Tim Bush at shareholder consultancy Pirc said bonus schemes like the one proposed by Wizz Air were ‘flawed’ because in this case it rewarded bosses when the share price bounced back after a fall – not for exceptional performance.

‘It makes as much sense to reward the chief executive for a rollercoaster (share price) ride as it would giving a pilot a bonus for doing the same thing in the air,’ he said. ‘This is just an egregious example,’ Bush added.

A quarter of Wizz Air’s shareholders voted against Varadi’s package after he was given an extra two years to hit targets.

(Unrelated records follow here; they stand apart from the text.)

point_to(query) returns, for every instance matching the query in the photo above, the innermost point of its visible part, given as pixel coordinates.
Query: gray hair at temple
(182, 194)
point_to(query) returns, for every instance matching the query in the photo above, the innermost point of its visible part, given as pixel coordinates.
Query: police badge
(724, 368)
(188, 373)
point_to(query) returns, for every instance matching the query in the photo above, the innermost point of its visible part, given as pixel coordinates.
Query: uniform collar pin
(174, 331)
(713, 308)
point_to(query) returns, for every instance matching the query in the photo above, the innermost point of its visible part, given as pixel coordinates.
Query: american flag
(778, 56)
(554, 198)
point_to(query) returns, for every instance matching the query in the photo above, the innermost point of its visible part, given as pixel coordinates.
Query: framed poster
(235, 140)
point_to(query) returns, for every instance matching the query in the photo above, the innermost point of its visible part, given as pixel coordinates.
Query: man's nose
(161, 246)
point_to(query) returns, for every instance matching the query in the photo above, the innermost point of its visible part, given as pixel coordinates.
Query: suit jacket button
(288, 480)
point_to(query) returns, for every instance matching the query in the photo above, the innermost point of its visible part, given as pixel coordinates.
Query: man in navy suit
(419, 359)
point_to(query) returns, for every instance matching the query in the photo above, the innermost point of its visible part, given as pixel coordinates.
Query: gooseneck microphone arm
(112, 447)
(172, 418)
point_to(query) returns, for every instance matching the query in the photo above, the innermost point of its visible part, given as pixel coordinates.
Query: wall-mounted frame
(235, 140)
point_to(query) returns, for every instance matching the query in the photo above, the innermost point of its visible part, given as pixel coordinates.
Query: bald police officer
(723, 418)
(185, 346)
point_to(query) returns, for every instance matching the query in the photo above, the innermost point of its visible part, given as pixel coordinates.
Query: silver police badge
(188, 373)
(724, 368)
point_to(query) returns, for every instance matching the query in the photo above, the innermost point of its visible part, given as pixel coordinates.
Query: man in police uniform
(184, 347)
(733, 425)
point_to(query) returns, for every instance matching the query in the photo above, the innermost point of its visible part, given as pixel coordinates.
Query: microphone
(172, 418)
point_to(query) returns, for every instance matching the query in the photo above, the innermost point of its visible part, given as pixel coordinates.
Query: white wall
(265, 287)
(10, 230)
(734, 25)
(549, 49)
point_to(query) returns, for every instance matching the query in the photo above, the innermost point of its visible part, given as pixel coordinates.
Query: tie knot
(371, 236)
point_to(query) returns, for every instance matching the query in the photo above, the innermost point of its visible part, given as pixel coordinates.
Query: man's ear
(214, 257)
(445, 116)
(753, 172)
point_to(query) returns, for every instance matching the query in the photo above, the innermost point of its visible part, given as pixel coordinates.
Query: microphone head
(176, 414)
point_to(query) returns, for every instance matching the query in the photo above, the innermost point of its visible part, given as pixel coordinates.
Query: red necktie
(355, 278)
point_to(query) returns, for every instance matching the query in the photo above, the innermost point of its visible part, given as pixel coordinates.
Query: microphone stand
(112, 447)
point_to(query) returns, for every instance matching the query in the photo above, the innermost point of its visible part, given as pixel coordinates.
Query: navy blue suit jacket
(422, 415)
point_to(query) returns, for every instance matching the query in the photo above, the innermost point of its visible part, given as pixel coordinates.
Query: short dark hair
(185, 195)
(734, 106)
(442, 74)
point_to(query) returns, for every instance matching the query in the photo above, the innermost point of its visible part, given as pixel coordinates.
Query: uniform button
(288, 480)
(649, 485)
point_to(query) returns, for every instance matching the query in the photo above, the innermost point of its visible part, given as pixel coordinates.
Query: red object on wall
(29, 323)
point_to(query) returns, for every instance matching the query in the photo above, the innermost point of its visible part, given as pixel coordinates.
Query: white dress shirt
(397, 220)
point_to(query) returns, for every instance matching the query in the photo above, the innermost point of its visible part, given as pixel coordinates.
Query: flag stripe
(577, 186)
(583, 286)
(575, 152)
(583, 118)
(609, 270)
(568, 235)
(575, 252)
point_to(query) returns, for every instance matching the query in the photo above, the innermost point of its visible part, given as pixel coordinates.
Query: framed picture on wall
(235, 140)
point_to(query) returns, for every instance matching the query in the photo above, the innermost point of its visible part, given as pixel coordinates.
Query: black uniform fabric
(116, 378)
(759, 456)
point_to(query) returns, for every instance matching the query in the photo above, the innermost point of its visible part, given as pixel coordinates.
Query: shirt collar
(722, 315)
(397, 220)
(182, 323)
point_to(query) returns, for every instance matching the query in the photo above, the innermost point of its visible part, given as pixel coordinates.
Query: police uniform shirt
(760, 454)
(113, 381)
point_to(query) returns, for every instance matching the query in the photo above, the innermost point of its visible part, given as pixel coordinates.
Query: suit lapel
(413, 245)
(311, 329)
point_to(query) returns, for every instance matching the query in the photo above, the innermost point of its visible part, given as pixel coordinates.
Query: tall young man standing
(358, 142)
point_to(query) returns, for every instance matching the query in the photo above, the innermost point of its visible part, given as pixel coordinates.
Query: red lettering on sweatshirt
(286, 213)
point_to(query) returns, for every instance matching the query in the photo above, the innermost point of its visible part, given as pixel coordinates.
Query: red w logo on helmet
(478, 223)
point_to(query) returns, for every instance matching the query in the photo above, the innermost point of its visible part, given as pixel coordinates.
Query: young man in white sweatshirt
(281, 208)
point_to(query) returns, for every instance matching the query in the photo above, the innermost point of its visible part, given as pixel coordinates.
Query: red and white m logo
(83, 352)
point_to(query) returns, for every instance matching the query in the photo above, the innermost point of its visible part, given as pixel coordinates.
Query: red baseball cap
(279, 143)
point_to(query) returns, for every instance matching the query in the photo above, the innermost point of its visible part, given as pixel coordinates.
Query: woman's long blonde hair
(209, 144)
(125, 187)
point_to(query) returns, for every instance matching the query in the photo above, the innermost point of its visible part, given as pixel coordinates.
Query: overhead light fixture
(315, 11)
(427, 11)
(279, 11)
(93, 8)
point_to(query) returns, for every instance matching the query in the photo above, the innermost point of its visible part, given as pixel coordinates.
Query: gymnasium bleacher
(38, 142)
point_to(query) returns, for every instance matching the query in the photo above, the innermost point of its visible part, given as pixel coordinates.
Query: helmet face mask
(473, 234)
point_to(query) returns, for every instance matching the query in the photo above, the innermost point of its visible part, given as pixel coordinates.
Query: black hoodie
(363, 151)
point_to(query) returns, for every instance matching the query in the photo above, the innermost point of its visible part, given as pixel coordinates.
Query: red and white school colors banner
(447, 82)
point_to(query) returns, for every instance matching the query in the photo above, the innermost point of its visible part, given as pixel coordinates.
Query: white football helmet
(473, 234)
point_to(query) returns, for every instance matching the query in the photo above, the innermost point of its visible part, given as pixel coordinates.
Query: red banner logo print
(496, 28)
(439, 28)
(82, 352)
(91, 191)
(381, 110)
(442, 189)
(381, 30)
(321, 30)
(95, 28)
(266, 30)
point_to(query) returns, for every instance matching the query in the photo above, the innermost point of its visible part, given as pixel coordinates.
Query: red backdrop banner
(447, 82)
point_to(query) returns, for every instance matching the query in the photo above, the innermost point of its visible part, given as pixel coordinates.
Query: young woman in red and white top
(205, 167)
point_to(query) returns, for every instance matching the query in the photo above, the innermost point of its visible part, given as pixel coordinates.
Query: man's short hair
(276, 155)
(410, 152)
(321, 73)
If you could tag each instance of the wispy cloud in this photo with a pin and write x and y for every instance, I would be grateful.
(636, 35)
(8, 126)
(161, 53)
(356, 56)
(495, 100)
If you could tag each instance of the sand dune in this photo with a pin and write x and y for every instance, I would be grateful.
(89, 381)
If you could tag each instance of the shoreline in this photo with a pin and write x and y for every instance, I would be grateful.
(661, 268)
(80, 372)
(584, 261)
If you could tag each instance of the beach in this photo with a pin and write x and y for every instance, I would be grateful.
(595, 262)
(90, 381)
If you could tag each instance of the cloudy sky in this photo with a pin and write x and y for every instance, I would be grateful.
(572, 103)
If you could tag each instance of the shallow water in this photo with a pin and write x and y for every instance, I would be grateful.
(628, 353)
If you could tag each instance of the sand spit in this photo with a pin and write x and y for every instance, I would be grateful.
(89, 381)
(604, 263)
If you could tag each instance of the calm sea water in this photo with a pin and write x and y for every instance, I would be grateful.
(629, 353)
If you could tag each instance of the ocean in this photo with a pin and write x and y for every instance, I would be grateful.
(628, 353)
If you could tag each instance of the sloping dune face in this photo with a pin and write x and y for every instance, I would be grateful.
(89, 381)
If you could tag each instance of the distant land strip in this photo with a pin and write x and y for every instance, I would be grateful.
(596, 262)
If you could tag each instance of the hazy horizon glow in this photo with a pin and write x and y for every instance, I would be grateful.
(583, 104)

The revolt put the company on the official ‘list of shame’ register run by trade body the Investment Association, which lists firms where more than a fifth of shareholders voted against executive pay. In response, Wizz Air vowed to ‘continue to consult’ with major shareholders about its pay policy but experts say the airline appears to have doubled down instead.

Details of the new scheme are contained in Wizz Air’s latest annual report.

Barry Eccleston, chair of the carrier’s pay committee, said the ‘one-off’ award, ‘while unusual’, was ‘appropriate’ given the ‘challenges’ Wizz Air faces.

It has been hit hard by the war in Ukraine, where it was the biggest operator, and turmoil in the Middle East. The airline flies more planes into Tel Aviv than any other.

‘Wizz Air has been impacted by an unprecedented level of external challenges in the last 12 months,’ a spokesman said.

‘The carrier, which recently returned to profit, had to ground a fifth of its fleet after US manufacturer Pratt & Whitney recalled some of its engines.’ 

The new scheme was ‘essential’ to attract and retain management talent so that they were ‘rewarded and incentivised for their positive contribution to Wizz Air’s future success’, he added.